Distance to a closed convex set.

Inheritance diagram of SetDistance

This functional computes the \(\ell_2\) distance from a vector to a closed convex set \(C\)

\[d(\mb{x}) = \min_{\mb{y} \in C} \, \| \mb{x} - \mb{y} \|_2 \;.\]

The set is not specified directly, but in terms of a function computing the projection into that set, i.e.

\[d(\mb{x}) = \| \mb{x} - P_C(\mb{x}) \|_2 \;,\]

where \(P_C(\mb{x})\) is the projection of \(\mb{x}\) into set \(C\).

Parameters:
  • proj (Callable) – Function computing the projection into the convex set.

  • args – Additional arguments for function proj.

__call__(x)[source]#

Compute the \(\ell_2\) distance to the set.

Compute the distance \(d(\mb{x})\) between \(\mb{x}\) and the set \(C\).

Parameters:

x (Union[Array, BlockArray]) – Input array \(\mb{x}\).

Return type:

float

Returns:

Euclidean distance from x to the projection of x.

prox(v, lam=1.0, **kwargs)[source]#

Proximal operator of the \(\ell_2\) distance function.

Compute the proximal operator of the \(\ell_2\) distance function \(d(\mb{x})\) [7] (Lemma 6.43).

Parameters:
  • v (Union[Array, BlockArray]) – Input array \(\mb{v}\).

  • lam (float) – Proximal parameter \(\lambda\).

  • kwargs – Additional arguments that may be used by derived classes.

Return type:

Union[Array, BlockArray]

Returns:

Scaled proximal operator evaluated at v.

class scico.functional.SquaredSetDistance(proj, args=())#

Bases: Functional

Squared \(\ell_2\) distance to a closed convex set.

Inheritance diagram of SquaredSetDistance

This functional computes the \(\ell_2\) distance from a vector to a closed convex set \(C\)

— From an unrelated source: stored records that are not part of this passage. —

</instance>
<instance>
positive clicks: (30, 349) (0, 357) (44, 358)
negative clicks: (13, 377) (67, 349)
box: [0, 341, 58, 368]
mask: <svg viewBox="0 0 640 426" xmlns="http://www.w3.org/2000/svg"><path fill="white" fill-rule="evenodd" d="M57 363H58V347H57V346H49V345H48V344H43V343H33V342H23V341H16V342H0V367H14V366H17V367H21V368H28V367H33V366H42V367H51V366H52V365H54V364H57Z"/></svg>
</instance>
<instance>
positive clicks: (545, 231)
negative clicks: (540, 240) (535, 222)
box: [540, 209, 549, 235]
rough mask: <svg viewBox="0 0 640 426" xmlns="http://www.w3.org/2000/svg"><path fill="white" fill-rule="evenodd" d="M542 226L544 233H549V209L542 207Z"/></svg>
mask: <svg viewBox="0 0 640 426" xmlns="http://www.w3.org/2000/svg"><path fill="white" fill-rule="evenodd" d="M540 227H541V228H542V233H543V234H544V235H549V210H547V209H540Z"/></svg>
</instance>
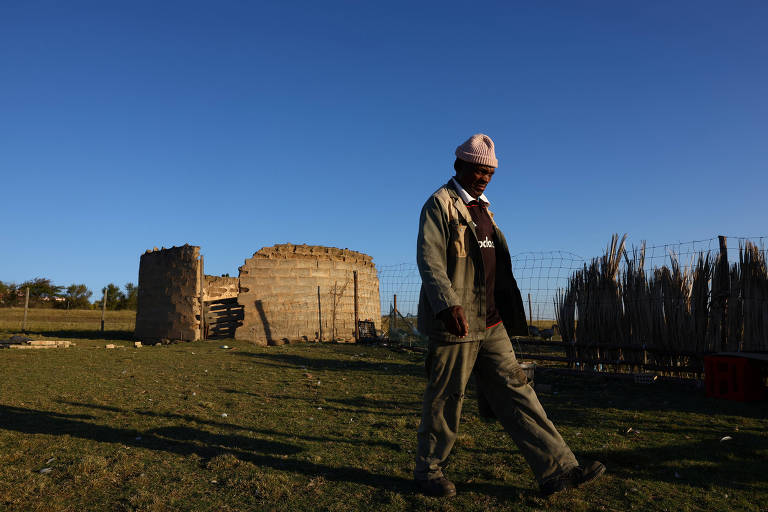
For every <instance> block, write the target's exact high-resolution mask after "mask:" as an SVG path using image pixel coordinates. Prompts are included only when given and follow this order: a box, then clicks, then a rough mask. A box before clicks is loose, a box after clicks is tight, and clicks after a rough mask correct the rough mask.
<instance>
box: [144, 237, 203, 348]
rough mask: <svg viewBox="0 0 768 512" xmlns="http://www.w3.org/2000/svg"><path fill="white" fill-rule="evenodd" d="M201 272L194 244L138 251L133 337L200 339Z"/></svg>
mask: <svg viewBox="0 0 768 512" xmlns="http://www.w3.org/2000/svg"><path fill="white" fill-rule="evenodd" d="M201 274H202V272H201V269H200V248H199V247H197V246H192V245H184V246H182V247H171V248H170V249H165V248H163V249H157V248H154V249H153V250H148V251H147V252H145V253H144V254H142V256H141V260H140V263H139V300H138V310H137V312H136V330H135V331H134V334H135V337H136V339H138V340H141V341H147V342H154V341H159V340H163V339H166V340H184V341H193V340H197V339H200V284H201V283H200V281H201V279H200V275H201Z"/></svg>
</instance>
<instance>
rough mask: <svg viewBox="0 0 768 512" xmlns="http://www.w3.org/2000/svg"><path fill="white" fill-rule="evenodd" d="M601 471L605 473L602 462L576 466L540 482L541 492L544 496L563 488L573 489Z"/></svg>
mask: <svg viewBox="0 0 768 512" xmlns="http://www.w3.org/2000/svg"><path fill="white" fill-rule="evenodd" d="M603 473H605V465H604V464H603V463H602V462H598V461H594V462H591V463H590V464H588V465H587V466H576V467H575V468H573V469H571V470H568V471H566V472H565V473H562V474H560V475H557V476H555V477H553V478H550V479H549V480H547V481H546V482H544V483H543V484H541V494H542V495H544V496H545V497H546V496H551V495H553V494H555V493H556V492H560V491H564V490H565V489H573V488H574V487H578V486H580V485H582V484H585V483H587V482H589V481H590V480H594V479H595V478H597V477H599V476H600V475H602V474H603Z"/></svg>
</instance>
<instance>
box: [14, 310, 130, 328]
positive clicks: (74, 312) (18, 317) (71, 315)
mask: <svg viewBox="0 0 768 512" xmlns="http://www.w3.org/2000/svg"><path fill="white" fill-rule="evenodd" d="M23 319H24V308H0V330H4V331H18V332H20V331H21V324H22V322H23ZM135 326H136V312H135V311H128V310H121V311H106V312H105V317H104V328H105V330H107V331H129V332H133V329H134V327H135ZM100 327H101V310H98V309H71V310H67V309H52V308H30V309H29V312H28V313H27V330H28V331H30V332H33V333H57V332H61V333H63V334H70V335H71V334H72V333H73V332H74V333H77V332H83V333H87V332H88V331H96V330H98V329H99V328H100Z"/></svg>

\[d(\mb{x}) = \min_{\mb{y} \in C} \, (1/2) \| \mb{x} - \mb{y} \|_2^2 \;.\]

The set is not specified directly, but in terms of a function computing the projection into that set, i.e.

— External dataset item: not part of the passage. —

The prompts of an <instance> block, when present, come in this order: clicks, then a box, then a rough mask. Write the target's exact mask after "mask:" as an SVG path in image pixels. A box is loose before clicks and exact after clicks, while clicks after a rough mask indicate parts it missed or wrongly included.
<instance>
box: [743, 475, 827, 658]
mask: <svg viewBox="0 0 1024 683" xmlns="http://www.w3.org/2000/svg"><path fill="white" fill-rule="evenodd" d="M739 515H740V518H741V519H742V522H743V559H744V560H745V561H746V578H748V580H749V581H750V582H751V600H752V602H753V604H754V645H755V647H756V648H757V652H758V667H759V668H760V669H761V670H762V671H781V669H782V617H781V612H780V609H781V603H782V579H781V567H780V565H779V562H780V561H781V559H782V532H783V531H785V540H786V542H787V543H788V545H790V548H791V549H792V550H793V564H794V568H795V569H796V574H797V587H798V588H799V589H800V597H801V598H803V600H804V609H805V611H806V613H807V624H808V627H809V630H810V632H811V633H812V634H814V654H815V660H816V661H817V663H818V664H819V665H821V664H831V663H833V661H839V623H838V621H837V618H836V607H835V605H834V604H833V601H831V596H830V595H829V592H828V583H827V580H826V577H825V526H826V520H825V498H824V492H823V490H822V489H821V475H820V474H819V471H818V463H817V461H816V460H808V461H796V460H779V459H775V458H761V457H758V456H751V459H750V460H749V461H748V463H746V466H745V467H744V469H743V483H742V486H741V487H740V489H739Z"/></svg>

\[d(\mb{x}) = (1/2) \| \mb{x} - P_C(\mb{x}) \|_2^2 \;,\]

where \(P_C(\mb{x})\) is the projection of \(\mb{x}\) into set \(C\).

Parameters:
  • proj (Callable) – Function computing the projection into the convex set.

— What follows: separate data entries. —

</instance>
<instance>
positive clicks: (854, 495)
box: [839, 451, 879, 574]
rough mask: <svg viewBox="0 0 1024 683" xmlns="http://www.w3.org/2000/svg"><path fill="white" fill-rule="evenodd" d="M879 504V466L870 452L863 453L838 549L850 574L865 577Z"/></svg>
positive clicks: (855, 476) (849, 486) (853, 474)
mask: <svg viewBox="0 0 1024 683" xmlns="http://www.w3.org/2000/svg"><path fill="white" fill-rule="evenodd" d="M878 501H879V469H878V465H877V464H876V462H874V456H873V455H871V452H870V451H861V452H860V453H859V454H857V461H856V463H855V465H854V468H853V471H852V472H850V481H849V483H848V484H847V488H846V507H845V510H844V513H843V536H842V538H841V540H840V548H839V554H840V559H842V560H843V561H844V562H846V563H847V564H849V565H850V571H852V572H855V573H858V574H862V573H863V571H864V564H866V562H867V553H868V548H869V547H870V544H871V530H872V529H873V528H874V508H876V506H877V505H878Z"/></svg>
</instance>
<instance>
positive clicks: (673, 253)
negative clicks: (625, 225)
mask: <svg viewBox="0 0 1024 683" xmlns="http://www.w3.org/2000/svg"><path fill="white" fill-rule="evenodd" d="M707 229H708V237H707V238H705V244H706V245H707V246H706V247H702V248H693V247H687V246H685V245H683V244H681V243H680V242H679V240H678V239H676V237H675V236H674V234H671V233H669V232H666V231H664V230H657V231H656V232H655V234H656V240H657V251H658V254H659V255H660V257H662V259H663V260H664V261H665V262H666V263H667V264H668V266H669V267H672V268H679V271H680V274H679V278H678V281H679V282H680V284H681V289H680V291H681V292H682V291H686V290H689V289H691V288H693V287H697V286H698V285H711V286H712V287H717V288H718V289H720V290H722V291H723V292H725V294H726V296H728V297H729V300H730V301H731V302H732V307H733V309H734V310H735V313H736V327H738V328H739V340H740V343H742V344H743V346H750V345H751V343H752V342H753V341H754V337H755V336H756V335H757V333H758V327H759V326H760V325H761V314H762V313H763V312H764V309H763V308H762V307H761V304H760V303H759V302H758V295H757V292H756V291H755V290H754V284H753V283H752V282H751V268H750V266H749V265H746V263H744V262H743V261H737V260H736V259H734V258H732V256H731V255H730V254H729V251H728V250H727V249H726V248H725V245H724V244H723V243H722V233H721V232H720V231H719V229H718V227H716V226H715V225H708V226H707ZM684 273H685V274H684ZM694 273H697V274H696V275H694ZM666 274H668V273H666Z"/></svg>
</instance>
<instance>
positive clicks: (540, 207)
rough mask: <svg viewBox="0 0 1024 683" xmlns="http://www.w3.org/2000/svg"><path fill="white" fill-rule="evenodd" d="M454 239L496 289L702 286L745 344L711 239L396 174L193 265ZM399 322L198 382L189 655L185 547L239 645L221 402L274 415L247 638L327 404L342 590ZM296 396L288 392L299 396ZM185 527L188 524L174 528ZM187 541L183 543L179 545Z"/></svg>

  • args – Additional arguments for function proj.

__call__(x)[source]#

Compute the squared \(\ell_2\) distance to the set.

Compute the distance \(d(\mb{x})\) between \(\mb{x}\) and the set \(C\).

Parameters:

x (Union[Array, BlockArray]) – Input array \(\mb{x}\).

Return type:

float

Returns:

Squared \(\ell_2\) distance from x to the projection of x.

prox(v, lam=1.0, **kwargs)[source]#

Proximal operator of the squared \(\ell_2\) distance function.

Compute the proximal operator of the squared \(\ell_2\) distance function \(d(\mb{x})\) [7] (Example 6.65).

Parameters:
  • v (Union[Array, BlockArray]) – Input array \(\mb{v}\).

  • lam (float) – Proximal parameter \(\lambda\).

  • kwargs – Additional arguments that may be used by derived classes.

Return type:

Union[Array, BlockArray]

Returns:

Scaled proximal operator evaluated at v.